When I first read the synopsis of this book I was immediately intrigued by the idea of the story. It was a very quick read and I enjoyed the story very much. It raises some interesting questions about love and our perception of each other. How do you love someone who appears different to you every day? I think that we would all like to think that when it comes to love, the physical doesn't matter, but it does. So I can completely understand Rhiannon's struggle. How can you love someone fully when you have no mental construct of the person, no way to really define them? How do you reconcile that person in your mind when every day they appear in a different form? How does your mind wrap around that idea? And if the person never knows where they are going to wake up, how do you depend on that person? What if love isn't always enough?
My only problem with the book was that it felt unfinished, or underdeveloped might be the better word.
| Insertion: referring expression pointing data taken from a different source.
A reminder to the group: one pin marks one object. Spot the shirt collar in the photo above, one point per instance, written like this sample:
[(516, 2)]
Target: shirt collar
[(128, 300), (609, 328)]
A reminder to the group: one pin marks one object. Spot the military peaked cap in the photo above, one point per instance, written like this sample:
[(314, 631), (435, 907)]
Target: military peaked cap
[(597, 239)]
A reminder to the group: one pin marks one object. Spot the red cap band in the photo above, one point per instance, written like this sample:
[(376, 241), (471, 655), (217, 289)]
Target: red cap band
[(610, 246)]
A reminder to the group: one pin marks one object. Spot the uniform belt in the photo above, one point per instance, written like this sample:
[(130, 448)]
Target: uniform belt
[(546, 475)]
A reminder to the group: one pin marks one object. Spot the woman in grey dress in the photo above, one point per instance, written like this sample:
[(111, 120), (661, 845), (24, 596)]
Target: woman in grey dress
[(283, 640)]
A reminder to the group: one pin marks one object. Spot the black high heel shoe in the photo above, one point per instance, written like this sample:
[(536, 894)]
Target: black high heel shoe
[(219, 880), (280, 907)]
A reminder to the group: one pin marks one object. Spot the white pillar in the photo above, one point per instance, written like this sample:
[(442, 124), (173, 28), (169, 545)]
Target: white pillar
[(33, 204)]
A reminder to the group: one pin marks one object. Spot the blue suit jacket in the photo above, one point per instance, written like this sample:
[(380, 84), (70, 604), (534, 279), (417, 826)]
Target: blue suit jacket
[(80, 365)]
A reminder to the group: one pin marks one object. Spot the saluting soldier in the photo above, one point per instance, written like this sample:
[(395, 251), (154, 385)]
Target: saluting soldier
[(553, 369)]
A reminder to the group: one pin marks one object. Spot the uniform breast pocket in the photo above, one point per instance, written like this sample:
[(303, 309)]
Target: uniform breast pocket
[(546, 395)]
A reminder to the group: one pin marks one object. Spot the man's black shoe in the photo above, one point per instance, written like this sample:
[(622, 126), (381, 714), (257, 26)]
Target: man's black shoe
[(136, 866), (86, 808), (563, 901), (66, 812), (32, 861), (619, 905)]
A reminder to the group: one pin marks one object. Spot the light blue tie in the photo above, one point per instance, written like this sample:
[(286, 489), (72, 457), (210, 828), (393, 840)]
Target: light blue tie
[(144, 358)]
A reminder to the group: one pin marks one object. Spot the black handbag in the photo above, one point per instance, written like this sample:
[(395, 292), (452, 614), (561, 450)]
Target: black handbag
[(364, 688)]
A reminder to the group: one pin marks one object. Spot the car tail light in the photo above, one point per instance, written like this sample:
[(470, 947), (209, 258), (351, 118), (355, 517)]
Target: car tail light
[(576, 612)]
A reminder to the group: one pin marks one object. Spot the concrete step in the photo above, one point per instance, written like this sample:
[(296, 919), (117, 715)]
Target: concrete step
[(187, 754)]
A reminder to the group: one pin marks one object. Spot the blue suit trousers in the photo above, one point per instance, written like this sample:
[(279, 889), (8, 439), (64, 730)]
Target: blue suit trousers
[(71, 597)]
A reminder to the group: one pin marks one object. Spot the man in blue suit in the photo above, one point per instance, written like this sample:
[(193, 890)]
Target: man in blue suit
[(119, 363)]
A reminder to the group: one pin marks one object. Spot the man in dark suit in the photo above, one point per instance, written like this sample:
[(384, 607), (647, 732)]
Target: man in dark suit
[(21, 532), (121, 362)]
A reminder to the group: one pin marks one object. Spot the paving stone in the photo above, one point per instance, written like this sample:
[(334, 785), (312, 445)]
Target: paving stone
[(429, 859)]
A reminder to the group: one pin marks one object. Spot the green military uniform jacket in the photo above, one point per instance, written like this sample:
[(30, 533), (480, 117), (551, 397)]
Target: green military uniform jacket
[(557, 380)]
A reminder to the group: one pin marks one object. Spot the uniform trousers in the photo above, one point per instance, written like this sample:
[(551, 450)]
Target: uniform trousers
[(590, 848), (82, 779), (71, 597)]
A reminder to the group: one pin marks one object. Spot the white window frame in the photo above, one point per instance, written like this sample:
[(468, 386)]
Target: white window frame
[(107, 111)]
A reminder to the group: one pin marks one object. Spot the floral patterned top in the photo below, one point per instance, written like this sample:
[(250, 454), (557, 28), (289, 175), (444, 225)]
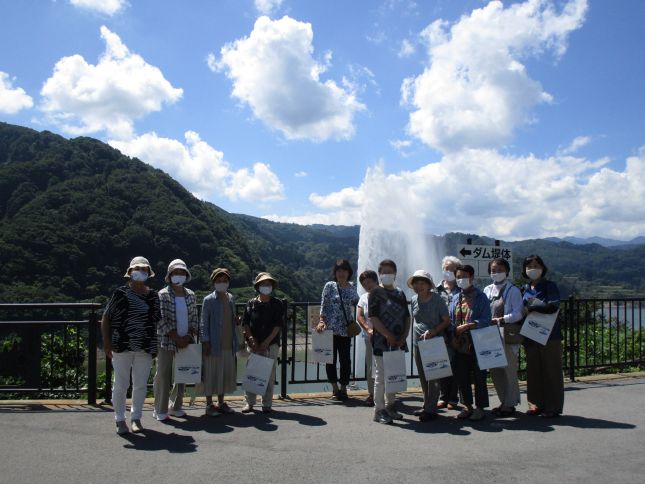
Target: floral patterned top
[(330, 306)]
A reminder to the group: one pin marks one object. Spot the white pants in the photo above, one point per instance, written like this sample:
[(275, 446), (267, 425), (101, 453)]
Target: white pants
[(139, 363), (381, 399)]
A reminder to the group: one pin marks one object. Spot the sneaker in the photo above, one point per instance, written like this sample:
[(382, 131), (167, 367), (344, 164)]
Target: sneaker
[(122, 428), (160, 416), (381, 416), (393, 413), (477, 415), (224, 408), (136, 426), (427, 416), (211, 411)]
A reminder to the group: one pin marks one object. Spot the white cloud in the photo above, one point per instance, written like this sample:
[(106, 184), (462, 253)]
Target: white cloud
[(273, 71), (122, 87), (12, 99), (508, 197), (106, 7), (266, 7), (475, 90), (203, 169), (577, 143), (407, 49)]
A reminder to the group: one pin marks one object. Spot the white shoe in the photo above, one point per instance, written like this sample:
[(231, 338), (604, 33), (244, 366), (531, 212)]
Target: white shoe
[(160, 416)]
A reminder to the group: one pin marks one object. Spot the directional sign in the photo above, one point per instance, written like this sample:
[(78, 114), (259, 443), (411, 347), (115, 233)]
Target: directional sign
[(479, 256)]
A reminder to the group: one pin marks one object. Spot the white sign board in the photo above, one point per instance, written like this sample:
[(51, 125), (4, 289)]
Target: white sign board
[(479, 256)]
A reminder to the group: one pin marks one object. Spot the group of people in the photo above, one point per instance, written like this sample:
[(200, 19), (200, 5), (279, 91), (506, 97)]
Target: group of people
[(449, 310), (140, 324)]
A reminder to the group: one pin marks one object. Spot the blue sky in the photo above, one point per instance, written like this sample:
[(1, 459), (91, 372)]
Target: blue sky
[(508, 119)]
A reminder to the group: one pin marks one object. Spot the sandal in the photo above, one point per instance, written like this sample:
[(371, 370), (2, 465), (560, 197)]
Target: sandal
[(464, 414)]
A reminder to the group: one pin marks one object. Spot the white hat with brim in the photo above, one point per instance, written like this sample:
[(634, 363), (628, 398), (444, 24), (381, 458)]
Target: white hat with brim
[(420, 274), (264, 276), (177, 264), (139, 261)]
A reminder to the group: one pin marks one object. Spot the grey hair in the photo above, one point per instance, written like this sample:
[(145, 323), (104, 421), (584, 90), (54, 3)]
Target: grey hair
[(448, 259)]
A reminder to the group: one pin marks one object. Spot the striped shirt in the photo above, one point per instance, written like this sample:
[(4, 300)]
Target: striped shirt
[(133, 320)]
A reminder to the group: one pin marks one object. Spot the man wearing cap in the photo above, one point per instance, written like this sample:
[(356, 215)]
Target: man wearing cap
[(176, 329), (263, 320), (431, 319), (129, 330)]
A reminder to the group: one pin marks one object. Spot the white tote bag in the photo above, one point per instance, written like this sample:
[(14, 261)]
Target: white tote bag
[(538, 326), (489, 348), (258, 374), (394, 371), (188, 364), (434, 358), (322, 345)]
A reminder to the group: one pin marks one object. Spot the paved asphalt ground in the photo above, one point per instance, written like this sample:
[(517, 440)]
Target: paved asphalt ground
[(600, 439)]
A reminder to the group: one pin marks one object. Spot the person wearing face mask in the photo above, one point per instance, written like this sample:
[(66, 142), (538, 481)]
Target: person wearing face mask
[(507, 310), (390, 316), (129, 330), (263, 320), (469, 310), (369, 281), (176, 328), (219, 344), (544, 379), (339, 298), (447, 288)]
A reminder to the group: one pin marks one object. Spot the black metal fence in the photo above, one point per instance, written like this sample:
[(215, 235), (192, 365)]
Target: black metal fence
[(53, 350)]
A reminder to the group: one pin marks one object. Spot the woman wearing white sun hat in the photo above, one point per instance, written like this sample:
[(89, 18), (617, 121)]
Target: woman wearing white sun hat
[(176, 329), (129, 330)]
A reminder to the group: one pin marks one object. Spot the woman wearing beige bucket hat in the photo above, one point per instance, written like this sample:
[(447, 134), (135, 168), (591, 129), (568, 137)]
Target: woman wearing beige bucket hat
[(263, 320), (178, 326), (129, 330), (431, 319), (219, 344)]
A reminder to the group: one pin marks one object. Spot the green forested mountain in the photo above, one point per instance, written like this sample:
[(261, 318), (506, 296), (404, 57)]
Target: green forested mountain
[(73, 213)]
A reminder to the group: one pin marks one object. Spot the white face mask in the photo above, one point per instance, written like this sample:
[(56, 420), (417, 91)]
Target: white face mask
[(498, 277), (387, 279), (448, 276), (534, 273), (464, 283), (178, 279), (265, 290), (139, 276), (221, 286)]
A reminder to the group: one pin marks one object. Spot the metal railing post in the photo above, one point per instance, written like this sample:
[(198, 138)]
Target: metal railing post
[(572, 345), (91, 358), (283, 350)]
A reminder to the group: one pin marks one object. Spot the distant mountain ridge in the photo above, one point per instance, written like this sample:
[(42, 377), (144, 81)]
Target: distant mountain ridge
[(74, 211)]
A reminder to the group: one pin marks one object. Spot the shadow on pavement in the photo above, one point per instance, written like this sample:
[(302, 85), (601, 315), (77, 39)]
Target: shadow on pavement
[(151, 440)]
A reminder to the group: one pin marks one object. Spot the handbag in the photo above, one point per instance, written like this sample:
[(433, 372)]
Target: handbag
[(353, 328)]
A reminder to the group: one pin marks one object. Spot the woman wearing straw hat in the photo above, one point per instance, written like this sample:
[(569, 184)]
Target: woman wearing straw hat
[(129, 330), (219, 343), (430, 320), (263, 320), (176, 329)]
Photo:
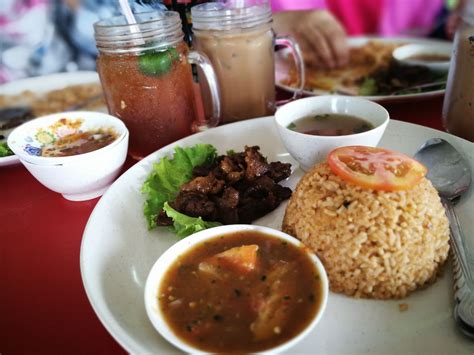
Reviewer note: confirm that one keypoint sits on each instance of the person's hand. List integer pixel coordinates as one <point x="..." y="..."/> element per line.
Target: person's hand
<point x="321" y="37"/>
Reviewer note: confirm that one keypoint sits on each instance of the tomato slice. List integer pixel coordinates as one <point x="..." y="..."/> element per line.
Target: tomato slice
<point x="376" y="168"/>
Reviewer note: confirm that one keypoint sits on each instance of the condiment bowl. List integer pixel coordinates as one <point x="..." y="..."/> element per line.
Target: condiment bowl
<point x="77" y="177"/>
<point x="309" y="149"/>
<point x="159" y="270"/>
<point x="425" y="55"/>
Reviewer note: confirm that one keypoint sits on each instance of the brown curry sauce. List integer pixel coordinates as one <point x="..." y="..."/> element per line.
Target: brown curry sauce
<point x="241" y="292"/>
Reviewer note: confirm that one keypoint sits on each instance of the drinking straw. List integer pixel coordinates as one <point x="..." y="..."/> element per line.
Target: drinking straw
<point x="127" y="11"/>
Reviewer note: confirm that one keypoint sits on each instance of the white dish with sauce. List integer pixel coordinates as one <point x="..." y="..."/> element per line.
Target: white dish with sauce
<point x="91" y="168"/>
<point x="309" y="149"/>
<point x="118" y="251"/>
<point x="159" y="271"/>
<point x="433" y="56"/>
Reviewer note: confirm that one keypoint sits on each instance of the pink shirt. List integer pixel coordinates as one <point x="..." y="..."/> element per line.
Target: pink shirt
<point x="381" y="17"/>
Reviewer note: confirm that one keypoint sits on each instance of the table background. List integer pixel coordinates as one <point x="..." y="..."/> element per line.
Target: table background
<point x="43" y="305"/>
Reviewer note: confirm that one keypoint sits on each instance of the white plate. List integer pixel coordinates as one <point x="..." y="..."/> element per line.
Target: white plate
<point x="118" y="251"/>
<point x="282" y="65"/>
<point x="41" y="85"/>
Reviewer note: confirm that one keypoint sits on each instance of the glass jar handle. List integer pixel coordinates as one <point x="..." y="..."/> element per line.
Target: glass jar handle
<point x="202" y="61"/>
<point x="289" y="42"/>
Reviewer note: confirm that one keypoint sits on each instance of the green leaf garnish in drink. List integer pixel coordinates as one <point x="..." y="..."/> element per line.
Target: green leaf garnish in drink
<point x="5" y="150"/>
<point x="154" y="63"/>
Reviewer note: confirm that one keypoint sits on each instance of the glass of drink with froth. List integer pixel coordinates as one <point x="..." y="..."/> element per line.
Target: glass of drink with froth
<point x="237" y="37"/>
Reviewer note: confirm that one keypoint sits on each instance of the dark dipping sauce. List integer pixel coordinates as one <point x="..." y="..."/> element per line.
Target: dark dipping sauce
<point x="330" y="125"/>
<point x="429" y="58"/>
<point x="80" y="143"/>
<point x="251" y="298"/>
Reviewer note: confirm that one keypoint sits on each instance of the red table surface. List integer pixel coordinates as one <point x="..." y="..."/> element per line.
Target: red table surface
<point x="43" y="305"/>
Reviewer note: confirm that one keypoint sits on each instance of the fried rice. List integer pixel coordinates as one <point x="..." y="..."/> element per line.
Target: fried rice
<point x="373" y="244"/>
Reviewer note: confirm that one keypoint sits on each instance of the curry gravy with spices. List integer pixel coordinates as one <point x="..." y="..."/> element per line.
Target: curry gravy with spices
<point x="240" y="292"/>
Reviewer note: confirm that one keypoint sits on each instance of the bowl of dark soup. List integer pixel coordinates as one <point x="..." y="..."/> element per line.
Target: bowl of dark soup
<point x="77" y="154"/>
<point x="311" y="127"/>
<point x="236" y="288"/>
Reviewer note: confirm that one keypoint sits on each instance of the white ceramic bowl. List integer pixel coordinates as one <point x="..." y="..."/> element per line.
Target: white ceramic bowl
<point x="404" y="54"/>
<point x="77" y="177"/>
<point x="159" y="269"/>
<point x="310" y="149"/>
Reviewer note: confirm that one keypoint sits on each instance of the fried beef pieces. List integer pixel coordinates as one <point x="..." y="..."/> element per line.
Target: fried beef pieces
<point x="237" y="188"/>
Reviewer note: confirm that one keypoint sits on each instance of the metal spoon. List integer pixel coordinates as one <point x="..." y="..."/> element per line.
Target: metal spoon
<point x="450" y="174"/>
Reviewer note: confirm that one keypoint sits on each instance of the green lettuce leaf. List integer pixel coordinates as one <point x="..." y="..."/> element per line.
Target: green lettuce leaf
<point x="168" y="175"/>
<point x="184" y="225"/>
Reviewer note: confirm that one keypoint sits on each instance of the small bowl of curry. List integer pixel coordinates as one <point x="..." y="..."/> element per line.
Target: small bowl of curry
<point x="236" y="288"/>
<point x="313" y="126"/>
<point x="77" y="154"/>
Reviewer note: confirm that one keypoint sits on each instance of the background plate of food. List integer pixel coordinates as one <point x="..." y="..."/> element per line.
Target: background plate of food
<point x="24" y="99"/>
<point x="118" y="250"/>
<point x="371" y="73"/>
The next part of my review may contain some spoilers, so proceed with caution.
We never get to unravel the mystery of A's existence and why he must borrow the bodies of other people. The story started to move in that direction after A possess the body of Nathan who wakes up in his car on the side of the road with the feeling that someone else was in control of his body. Nathan is somehow able to track A's email address and demands answers. It is through Nathan that A meets Reverend Poole, who is the first to suggest that A is not as unique as he thought and that there are others like him. Furthermore, he suggests that it may be possible for A to remain in the same body. The problem is, this turn of events stops cold and leaves more unanswered questions.
Instead of pursuing this new development and possibly unraveling his own mystery, A just leaves. While there is a vague indication that A is morally opposed to possessing a person against their will indefinitely, the reasons for his departure are not entirely clear. If he was so in love with Rhiannon, how is he able to leave her so easily? The fact that he does not even attempt to discover the truth is mind boggling to me. Although maybe he's the bigger person. Maybe he left because he knew the temptation to act on the information would be too much. My issue is that the story seems to break off too quickly, leaving too many questions unanswered. Who is this Reverend Poole? Are there really others like A? Why does all of this happen? Is there a way to stop it?
It is unclear to me if the author is setting the story up for a sequel or if he simply chose not to answer these questions, but it is somewhat frustrating for me as a reader to have so many unanswered questions at the end of book. As far as I know there are no plans for a sequel and I am inclined to think that the author intentionally left these questions unanswered.
Having said all that, the story itself is intriguing and well written. I have a feeling that most readers will either love this book or hate it. I didn't love it, but I did like it and I would recommend it others with the caution that they may be left wanting at the end.